By Dominic Hlordzi
The Institute for Energy Security (IES) has suggested to Government to consider suspending the collection of the Price Stabilization and Recovery Levy (PSRL) on diesel.
In a statement the IES said the proposal when implement will provide modest but timely relief to consumers currently battling a surge in fuel costs.
The push for this suspension is driven by significant upward pressure on petroleum prices within the international market.
These hikes are primarily fueled by geopolitical tensions, global supply uncertainties and increased freight risks that continue to influence domestic pricing in Ghana.
While a relatively stable Cedi has helped moderate the full impact of these international increases, pump prices for both petrol and diesel are still expected to rise from today, the beginning of the second pricing window of March.
The IES argues that suspending the PSRL aligns perfectly with the policy rationale underpinning its introduction as a counter-cyclical mechanism.
Designed to cushion consumers during periods of rising fuel prices and rebuild buffers when prices decline, the levy’s temporary removal is seen as a balanced approach.

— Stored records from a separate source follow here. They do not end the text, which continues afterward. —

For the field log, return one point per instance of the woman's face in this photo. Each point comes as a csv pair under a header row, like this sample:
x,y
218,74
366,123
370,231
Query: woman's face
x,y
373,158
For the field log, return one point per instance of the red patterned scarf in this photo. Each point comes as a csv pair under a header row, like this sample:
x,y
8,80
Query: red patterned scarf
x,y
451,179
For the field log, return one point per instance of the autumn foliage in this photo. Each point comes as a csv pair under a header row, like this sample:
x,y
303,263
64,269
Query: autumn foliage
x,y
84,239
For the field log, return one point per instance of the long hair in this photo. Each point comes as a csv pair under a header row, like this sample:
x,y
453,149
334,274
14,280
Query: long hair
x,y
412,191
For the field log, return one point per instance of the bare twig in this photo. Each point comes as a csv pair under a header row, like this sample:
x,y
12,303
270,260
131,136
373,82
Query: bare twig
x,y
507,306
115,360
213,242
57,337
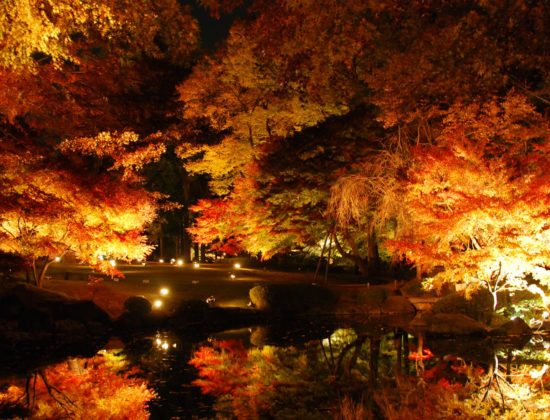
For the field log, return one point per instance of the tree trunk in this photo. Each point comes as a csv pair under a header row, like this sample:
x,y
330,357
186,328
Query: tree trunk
x,y
203,253
360,263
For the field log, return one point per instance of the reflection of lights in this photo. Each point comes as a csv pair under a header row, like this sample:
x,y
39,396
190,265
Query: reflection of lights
x,y
426,354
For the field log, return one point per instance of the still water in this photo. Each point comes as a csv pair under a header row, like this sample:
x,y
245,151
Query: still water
x,y
312,369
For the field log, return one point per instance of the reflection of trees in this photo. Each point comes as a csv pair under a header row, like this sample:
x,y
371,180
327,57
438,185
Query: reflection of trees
x,y
372,372
100,387
60,398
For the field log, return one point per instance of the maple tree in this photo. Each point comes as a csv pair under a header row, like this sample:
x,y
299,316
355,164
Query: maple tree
x,y
77,78
47,212
105,388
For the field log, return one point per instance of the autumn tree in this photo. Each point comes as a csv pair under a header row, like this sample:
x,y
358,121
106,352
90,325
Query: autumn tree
x,y
479,200
282,203
437,65
90,74
277,73
47,212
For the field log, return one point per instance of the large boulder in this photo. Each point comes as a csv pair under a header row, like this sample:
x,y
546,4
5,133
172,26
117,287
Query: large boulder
x,y
138,306
515,327
292,298
394,305
370,299
455,324
37,309
192,311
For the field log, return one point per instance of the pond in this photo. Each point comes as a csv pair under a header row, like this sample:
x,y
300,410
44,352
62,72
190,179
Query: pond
x,y
308,369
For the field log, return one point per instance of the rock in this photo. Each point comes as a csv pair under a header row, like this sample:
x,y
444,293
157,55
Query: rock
x,y
294,298
138,305
84,311
372,296
397,305
479,307
192,311
422,320
42,310
515,327
455,324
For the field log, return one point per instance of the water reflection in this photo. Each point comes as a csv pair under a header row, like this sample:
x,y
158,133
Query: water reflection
x,y
312,369
385,374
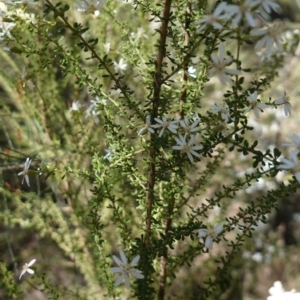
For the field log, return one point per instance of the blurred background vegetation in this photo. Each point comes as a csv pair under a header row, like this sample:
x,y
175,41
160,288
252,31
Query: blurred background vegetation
x,y
51,220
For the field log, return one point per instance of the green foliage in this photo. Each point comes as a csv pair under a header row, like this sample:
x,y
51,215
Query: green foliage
x,y
106,172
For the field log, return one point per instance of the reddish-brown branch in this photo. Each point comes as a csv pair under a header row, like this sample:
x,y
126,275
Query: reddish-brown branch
x,y
157,82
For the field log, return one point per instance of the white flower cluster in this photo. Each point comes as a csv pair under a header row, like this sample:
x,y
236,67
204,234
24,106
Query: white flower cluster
x,y
292,163
125,269
210,234
186,140
271,36
91,6
277,292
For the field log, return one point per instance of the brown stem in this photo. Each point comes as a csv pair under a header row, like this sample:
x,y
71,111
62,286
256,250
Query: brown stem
x,y
157,82
185,66
164,258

Although the relief may appear modest on a per-litre basis, the IES notes that the cumulative impact across the economy can contribute significantly to easing broader inflationary pressures.
While advocating this targeted intervention, the IES emphasized that other structural levies must remain in place to support the financial sustainability of Ghana’s energy sector.

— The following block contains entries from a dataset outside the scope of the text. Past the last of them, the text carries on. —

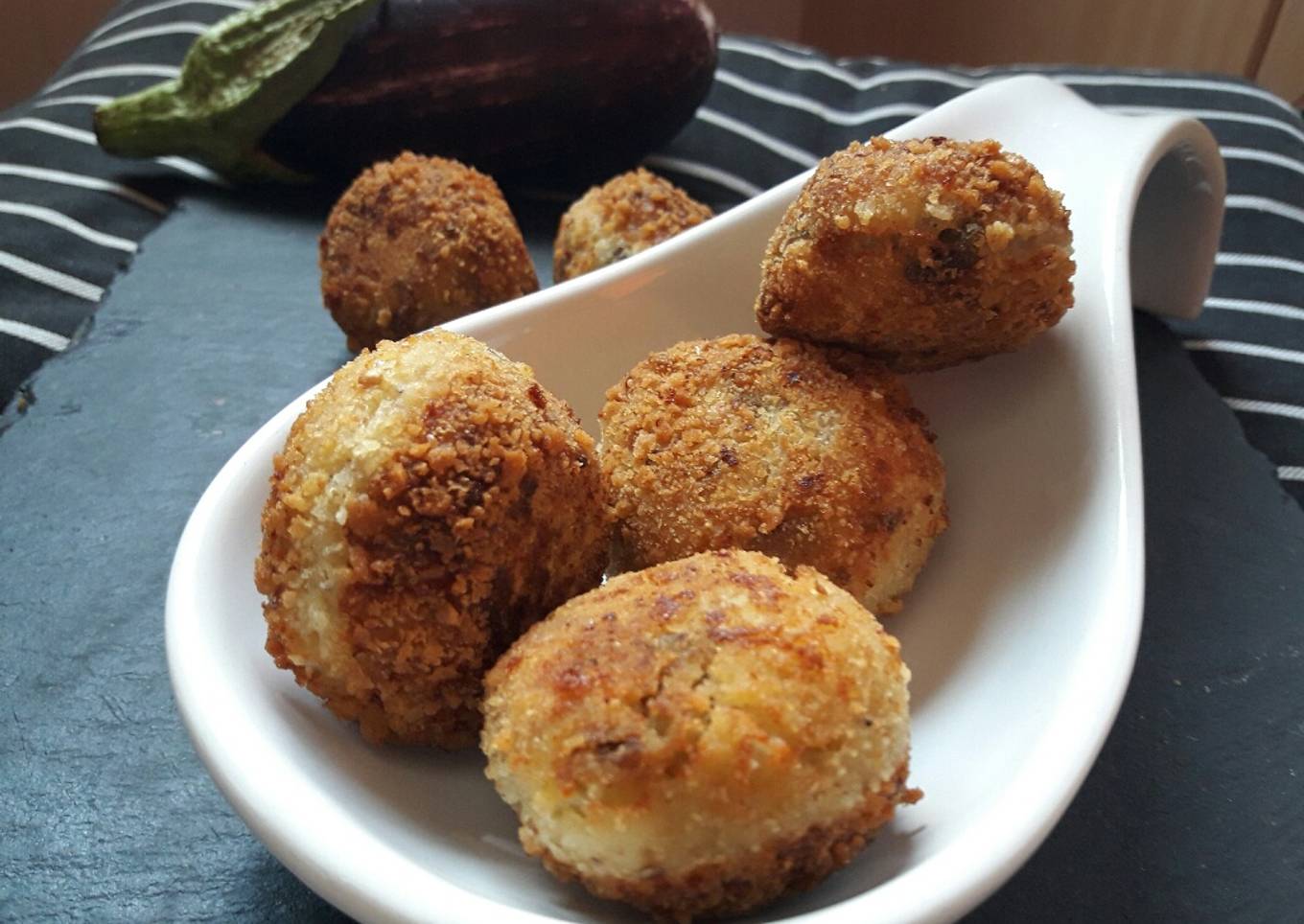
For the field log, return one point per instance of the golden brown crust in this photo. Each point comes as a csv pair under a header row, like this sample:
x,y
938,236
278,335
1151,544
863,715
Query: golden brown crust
x,y
779,866
922,253
701,736
621,218
808,453
394,533
416,242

Beyond immediate tax relief, the Institute encouraged the government to focus on long-term domestic energy resilience by improving storage management at the BOST Energies, enhancing domestic refining capacity at the Tema Oil Refinery and increasing overall operational efficiency.
The release commended the National Petroleum Authority, NPA for maintaining transparency and efficiency within the downstream pricing regime.